Analysing Carbon Markets as Instituted Processes of Exchange

 John Broderick, Tyndall Centre

 Markets are not natural, in the sense that they are pre-existent and external to society, neither do they arise spontaneously, nor are they reducible to a set of rules or logics, nor do they exist in a social void. Rather they are particular social institutions, for the exchange and distribution of goods and services, configured by the society in which they exist and a result of its historical development. Indeed, a great deal of effort is required to implement a market, defining, formatting and stabilising the norms, regulations, actors and commodities that will constitute it.

My work explores a number of ways in which the burgeoning “carbon markets”, EU ETS, CDM and voluntary, are instituted in society and how their operation alters the use energy.
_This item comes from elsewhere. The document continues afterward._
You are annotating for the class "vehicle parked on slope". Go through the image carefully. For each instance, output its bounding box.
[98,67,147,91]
The theoretical basis is drawn from economic sociology (after Polanyi, Harvey and Randles) highlighting the specifically economic processes of production, exchange, distribution and consumption. These new market institutions overlay a range of existing social and political processes, and I will explore their specific consequences in three cases; the market for voluntary offset credits, the entry of aviation into the EU ETS and the interaction between carbon markets and renewable electricity supply. This presentation will focus on the first case and explore the co-production of the market between buying and selling agents and the tensions that exist between uniformity, “a tonne is a tonne is a tonne” for well mixed long lived greenhouse gases, and differentiation in the commodity being exchanged.